И вот — привал. Ферма с огорожей для скота. Команда: «Построиться!..» Три немца в зеленых мундирах с черными нашивками. Политрук бледнеет. Черная щетина на щеках теперь кажется синей. Тобильский замечает рядом с ним низенького, большеголового солдата с серыми навыкате глазами. Раньше Владислав не видел этого солдата, и потому взгляд его невольно тянется к браво вытягивающемуся маленькому большеголовому уродцу. «Последствия рахита», — думает Владислав.
— Сейчас, он меня выдаст… — слышит он, как шепчет политрук.
«Предатель!..» — от этой мысли по телу Владислава пробегает холод. Глаза его бегают, руки бессильно опускаются, он хочет что-то сказать и не находит нужного слова.
К большеголовому плотнее придвигаются другие. Он испуганно водит глазами. Владислав слышит;
— Только попробуй, гад…
Большеголовый молчит. А политрук трет грязными пальцами заросшие щеки и нервно покашливает.

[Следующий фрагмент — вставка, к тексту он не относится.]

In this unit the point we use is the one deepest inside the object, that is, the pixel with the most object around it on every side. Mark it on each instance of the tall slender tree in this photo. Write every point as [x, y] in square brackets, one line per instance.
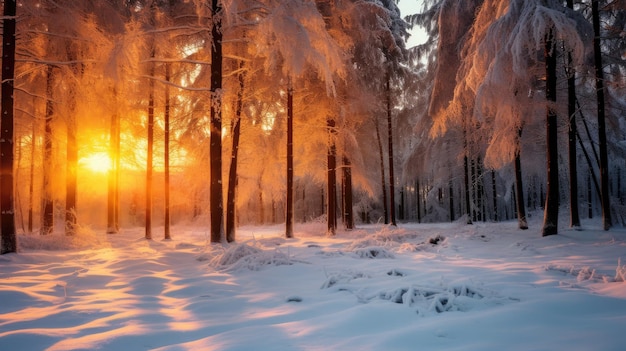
[289, 204]
[551, 209]
[392, 180]
[216, 200]
[233, 178]
[571, 136]
[47, 201]
[602, 143]
[8, 237]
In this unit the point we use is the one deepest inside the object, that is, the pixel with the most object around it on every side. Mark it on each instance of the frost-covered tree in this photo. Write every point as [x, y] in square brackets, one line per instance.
[8, 241]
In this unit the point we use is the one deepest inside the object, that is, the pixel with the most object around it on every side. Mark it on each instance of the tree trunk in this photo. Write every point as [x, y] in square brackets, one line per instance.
[522, 223]
[382, 172]
[494, 195]
[289, 205]
[331, 207]
[31, 183]
[571, 135]
[47, 223]
[215, 151]
[392, 202]
[71, 155]
[551, 209]
[451, 200]
[113, 191]
[419, 201]
[166, 156]
[231, 192]
[8, 237]
[348, 217]
[149, 153]
[604, 162]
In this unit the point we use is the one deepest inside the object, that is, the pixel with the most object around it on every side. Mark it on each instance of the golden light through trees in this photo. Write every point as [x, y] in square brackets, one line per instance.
[97, 162]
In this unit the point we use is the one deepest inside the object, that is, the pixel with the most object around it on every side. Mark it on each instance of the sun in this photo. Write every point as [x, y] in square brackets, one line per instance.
[98, 162]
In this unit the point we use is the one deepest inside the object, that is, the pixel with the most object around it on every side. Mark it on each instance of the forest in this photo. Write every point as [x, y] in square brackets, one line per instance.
[149, 113]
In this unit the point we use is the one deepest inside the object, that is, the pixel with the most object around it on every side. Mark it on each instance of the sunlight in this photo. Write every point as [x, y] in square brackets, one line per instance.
[97, 162]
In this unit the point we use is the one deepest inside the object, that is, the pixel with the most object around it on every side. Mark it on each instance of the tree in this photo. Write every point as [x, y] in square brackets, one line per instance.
[216, 200]
[289, 205]
[571, 135]
[392, 179]
[8, 238]
[599, 70]
[47, 221]
[551, 209]
[234, 159]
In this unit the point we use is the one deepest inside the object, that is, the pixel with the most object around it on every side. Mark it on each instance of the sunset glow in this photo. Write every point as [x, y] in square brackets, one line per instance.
[98, 162]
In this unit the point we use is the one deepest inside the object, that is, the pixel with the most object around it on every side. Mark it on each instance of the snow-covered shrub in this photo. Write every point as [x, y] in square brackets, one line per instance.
[84, 237]
[374, 252]
[341, 277]
[244, 256]
[620, 272]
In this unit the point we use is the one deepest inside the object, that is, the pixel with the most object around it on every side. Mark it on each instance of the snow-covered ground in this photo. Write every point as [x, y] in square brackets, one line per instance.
[416, 287]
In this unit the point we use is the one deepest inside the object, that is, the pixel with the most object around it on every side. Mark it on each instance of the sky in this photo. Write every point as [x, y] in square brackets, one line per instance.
[409, 7]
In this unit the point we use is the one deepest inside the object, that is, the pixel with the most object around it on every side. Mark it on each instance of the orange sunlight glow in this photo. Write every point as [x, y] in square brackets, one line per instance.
[97, 162]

Небо к вечеру затянулось серыми тучами. В темноте брызнул мелкий, сеющий дождь. Одежда быстро влажнеет. Становится тоскливо от одной мысли, что под этим слабеньким и нудным дождем придется пробыть всю ночь. Прошлое кажется далеким и недостижимым раем. Харьков… Отшлифованная брусчатка на площади Дзержинского, такой же мелкий дождь, зонт над головой и теплая, уютная квартира впереди. Книги о мире и красоте человеческой жизни. Мягкие домашние туфли, хрустящие, свежие простыни, гренки, кофе…

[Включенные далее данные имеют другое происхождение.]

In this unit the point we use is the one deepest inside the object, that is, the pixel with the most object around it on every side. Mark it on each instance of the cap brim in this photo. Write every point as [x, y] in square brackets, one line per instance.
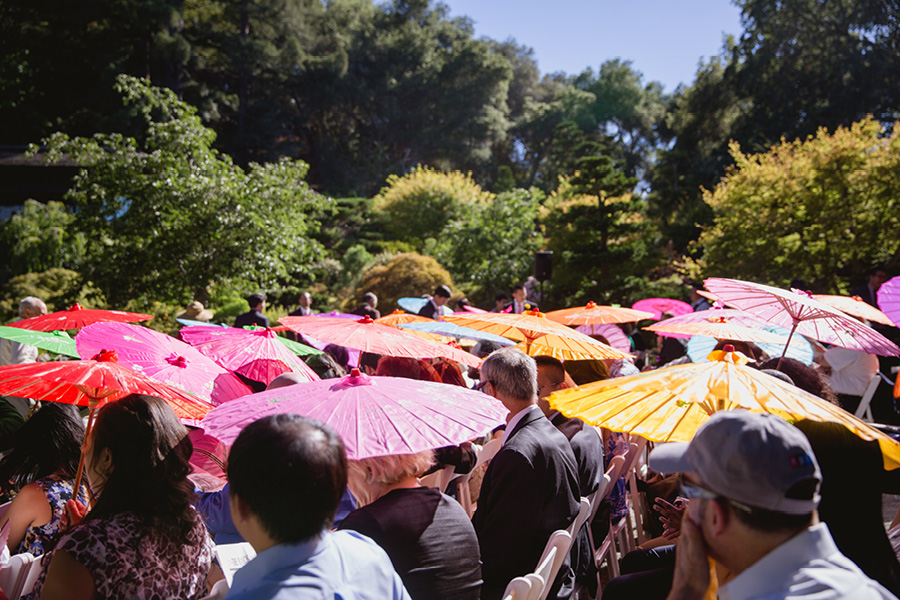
[670, 458]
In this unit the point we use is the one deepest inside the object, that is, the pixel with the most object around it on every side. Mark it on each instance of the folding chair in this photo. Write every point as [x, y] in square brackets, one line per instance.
[33, 573]
[864, 410]
[13, 575]
[555, 553]
[488, 451]
[518, 589]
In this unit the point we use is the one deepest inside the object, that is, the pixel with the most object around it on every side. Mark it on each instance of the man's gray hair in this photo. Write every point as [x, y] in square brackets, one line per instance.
[512, 373]
[30, 304]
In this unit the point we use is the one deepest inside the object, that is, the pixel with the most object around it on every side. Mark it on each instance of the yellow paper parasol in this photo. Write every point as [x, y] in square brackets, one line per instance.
[669, 404]
[596, 314]
[534, 329]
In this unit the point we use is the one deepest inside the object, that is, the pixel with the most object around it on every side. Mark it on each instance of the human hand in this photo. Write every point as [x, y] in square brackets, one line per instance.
[75, 512]
[692, 565]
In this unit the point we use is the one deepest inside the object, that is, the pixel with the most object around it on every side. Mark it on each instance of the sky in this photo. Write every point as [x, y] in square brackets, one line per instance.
[664, 39]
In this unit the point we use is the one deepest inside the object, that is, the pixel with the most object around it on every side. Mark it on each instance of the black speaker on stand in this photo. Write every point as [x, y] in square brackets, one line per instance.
[543, 268]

Все это, кажется, было, но так давно, что вспоминалось, как сказка. И, должно быть, потому, что сейчас угнетали неизвестность, грязь, бесправие, память вызывала к жизни картины свободы, чистоты и уюта, неистощимой радости, беспечного детства и каких-то смешных детских волнений. Что стоили они по сравнению с теперешним его положением? — спрашивал себя Владислав.
Теперь — иное…
Теперь скотская загородка, бесконечная ночь и неизвестность.

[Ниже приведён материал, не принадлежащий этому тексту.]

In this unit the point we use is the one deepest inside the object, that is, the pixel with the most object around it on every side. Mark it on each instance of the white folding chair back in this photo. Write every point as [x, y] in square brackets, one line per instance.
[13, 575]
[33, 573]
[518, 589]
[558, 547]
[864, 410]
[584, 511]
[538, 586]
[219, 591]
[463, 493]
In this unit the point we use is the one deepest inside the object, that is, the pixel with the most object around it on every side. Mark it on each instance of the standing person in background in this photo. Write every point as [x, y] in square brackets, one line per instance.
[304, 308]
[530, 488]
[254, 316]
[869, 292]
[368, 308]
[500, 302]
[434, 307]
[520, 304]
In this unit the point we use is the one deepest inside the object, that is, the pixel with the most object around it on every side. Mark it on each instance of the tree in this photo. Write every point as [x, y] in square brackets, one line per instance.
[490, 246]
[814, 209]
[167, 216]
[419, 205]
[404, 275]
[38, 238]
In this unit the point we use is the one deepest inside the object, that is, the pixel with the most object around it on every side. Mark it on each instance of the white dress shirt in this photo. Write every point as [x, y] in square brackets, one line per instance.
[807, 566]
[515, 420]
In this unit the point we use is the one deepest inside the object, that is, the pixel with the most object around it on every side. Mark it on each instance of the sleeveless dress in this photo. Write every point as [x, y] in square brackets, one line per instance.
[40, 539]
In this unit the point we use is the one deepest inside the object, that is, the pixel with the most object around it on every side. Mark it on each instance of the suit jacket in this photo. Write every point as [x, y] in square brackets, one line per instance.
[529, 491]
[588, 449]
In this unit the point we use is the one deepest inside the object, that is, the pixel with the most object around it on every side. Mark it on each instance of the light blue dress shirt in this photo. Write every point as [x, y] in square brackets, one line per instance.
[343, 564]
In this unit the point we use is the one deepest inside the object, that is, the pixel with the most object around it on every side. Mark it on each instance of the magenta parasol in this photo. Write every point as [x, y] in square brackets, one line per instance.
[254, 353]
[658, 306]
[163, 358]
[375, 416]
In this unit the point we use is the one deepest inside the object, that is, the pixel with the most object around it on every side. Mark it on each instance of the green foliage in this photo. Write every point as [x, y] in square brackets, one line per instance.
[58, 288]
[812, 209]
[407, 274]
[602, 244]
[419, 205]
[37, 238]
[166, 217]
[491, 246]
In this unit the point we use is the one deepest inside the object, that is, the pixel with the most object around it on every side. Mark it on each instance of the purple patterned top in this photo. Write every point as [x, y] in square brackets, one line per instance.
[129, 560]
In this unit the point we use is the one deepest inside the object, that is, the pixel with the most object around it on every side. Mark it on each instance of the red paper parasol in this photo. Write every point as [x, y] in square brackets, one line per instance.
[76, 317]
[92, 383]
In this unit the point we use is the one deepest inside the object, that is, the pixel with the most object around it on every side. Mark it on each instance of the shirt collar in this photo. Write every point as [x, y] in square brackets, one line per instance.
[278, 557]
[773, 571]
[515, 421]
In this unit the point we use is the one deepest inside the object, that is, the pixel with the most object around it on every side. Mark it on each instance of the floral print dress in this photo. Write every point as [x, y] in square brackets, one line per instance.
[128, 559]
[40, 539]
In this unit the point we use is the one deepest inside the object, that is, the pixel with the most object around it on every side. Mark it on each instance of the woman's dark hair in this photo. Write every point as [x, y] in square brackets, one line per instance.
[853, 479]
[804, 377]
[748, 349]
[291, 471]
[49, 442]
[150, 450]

Владислав попробовал сгрести слежавшуюся в уголке загородки старую солому, чтобы подмостить под себя, н сразу же поранил пальцы. Он с завистью посмотрел на коренастого солдата, который делал это куда ловче. «У меня слишком нежные руки», — с грустью подумал он и отполз в сторону, на маленький бугорок, где было сравнительно сухо.
Вскоре совсем близко послышалось частое дыхание. Владислав повернулся. Рядом с ним стоял на коленях коренастый солдат и держал жмут соломы.
— Возьми, товаришок, половину…
— Не надо… зачем… вам же не хватит самому… — попробовал возражать Владислав и сразу же умолк, поймав себя на скверной мысли, что возражает лишь потому, что не хочет показаться жадным до чужого «добра».
Они легли рядом. От солдата несло горьковатым потом. Запах пота был настолько сильным, что забивал навозную вонь.
— Спать будешь? — спросил солдат.
— Нет, вряд ли, — ответил Владислав, чуть не плача от жалости к себе.
— А я, должно, посплю, — сказал солдат и придвинулся спиной к Владиславу.
Дождь падал бесшумно. Слышались вздохи и стоны. Лишь изредка вспыхивал и затухал горячий, приглушенный говор невидимых в темноте людей. Ныла нога. Нужно перевязать, но бинты засохли, и Владислав боялся причинить себе еще большую боль. Прикусив губу, он изредка стонал.
— Болит? — вдруг спросил солдат.
— Ничего, не беспокойтесь, — ответил Владислав.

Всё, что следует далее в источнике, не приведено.